Soliloque : 1 - Discours d’une personne qui se parle à elle-même ; monologue intérieur. 2 - Discours d’une personne qui, en compagnie, est seule à parler ou semble ne parler que pour elle-même.

269.

Ode : du grec ôdê, proprem. “ chant ”. 1 - Littér. gr. Poème lyrique destiné à être chanté ou dit avec accompagnement de musique. 2 - ( 1549) Poème lyrique d’inspiration généralement élevée, le plus souvent constitué de strophes symétriques.

270.

Epode : du grec epi “ sur ” et ôdê “ chant ”. 1 - Troisième partie d’une ode divisée en strophe, antistrophe et épode. 2 - Couplet lyrique composé en deux vers inégaux.

271.

Epigramme : du latin epigramma “ inscription ”. 1 - Antiq. Petite pièce de vers. 2 - Modern.

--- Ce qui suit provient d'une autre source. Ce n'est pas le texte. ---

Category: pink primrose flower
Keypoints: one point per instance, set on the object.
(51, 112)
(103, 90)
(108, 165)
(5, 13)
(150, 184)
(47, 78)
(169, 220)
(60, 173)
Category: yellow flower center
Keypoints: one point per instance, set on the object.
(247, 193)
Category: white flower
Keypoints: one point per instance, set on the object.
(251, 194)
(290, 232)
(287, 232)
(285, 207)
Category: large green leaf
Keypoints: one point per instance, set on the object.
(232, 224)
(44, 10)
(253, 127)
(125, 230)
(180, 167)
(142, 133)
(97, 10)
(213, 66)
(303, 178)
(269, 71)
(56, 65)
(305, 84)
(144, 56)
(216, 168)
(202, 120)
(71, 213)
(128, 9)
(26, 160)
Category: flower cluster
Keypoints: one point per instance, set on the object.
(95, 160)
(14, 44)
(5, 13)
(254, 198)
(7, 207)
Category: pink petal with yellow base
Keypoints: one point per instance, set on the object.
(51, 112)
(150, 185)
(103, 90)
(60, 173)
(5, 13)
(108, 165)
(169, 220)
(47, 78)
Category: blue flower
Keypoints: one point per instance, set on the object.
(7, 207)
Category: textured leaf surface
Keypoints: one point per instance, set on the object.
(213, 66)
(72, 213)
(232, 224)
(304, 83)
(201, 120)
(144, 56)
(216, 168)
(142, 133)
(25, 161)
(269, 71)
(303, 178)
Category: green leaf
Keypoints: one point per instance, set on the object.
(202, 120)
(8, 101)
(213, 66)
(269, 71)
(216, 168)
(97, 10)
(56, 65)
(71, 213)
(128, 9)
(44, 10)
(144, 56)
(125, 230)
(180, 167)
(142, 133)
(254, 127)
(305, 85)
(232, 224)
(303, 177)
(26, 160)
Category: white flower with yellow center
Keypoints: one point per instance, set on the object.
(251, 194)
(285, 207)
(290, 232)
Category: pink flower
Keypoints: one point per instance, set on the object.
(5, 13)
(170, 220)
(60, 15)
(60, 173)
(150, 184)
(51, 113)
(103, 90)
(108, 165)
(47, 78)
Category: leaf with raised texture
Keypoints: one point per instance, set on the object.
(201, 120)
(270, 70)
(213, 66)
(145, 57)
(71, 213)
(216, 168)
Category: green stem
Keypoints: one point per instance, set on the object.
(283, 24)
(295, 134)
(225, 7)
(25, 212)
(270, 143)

Petit poème satirique.

272.

Voir texte complet de ce poème dans l’Annexe n°3.

273.

Le compositeur s’en est exprimé avec nous lors d’une conversation téléphonique le 26-03-96.

Son biographe, David NIEMANN, rapporte aussi que dans les années 1981-82, Antoine TISNEressentait “ un sentiment amer d’avoir épuisé toutes les directions techniques de composition ”.

Cf. NIEMANN, David, Antoine Tisné, composer c'est exister..., Paris, Zurfluh,1991, p.198.

274.

Voir ce texte dans l’Annexe n°3.

275.

On notera bien sûr le choix du timbre du violoncelle pour traduire toute la sensualité de ce poème.

276.

Cf. NIEMANN, David, Antoine Tisné, composer c'est exister..., op. cit., p.198 : “ ... tous les paramètres étaient désormais soumis aux exigences de l’expression des pulsions de l’âme ”

277.

NIEMANN, David, Antoine Tisné, composer c'est exister..., op. cit., p.198.

278.

On peut rappeler ici la très célèbre Elégie op.24 (1880) pour violoncelle et piano de Gabriel FAURE. Au début du XXème siècle, on relève encore quelques Elégies pour violoncelle et piano : Gabriel PIERNE, Chant élégiaque, 1929, Maurice THIRIET, Chant élégiaque, 1929, Paul TORTELIER, Elégie, 1939 ; ou pour violoncelle et orchestre : RHENE-BATON, Poème élégiaque op.32, 1927.

279.

Il s’agit en réalité à l’origine d’une seule et même œuvre de vingt minutes environ que le compositeur a décidé de scinder en deux. Elégie I et Elégie II sont des pièces restées manuscrites qui nous ont été communiquées par le compositeur.

280.

Kontakion : “ l’une des formes les plus importantes de l’hymnographie et de la musique byzantines. Le k. s’est développé à partir de l’homélie poétique, sorte de prédication solennelle à caractère récitatif qui suivait, à l’origine, la lecture de l’Evangile dans l’office du matin. ” (in HONEGGER, Marc, Science de la musique, op. cit, p.538).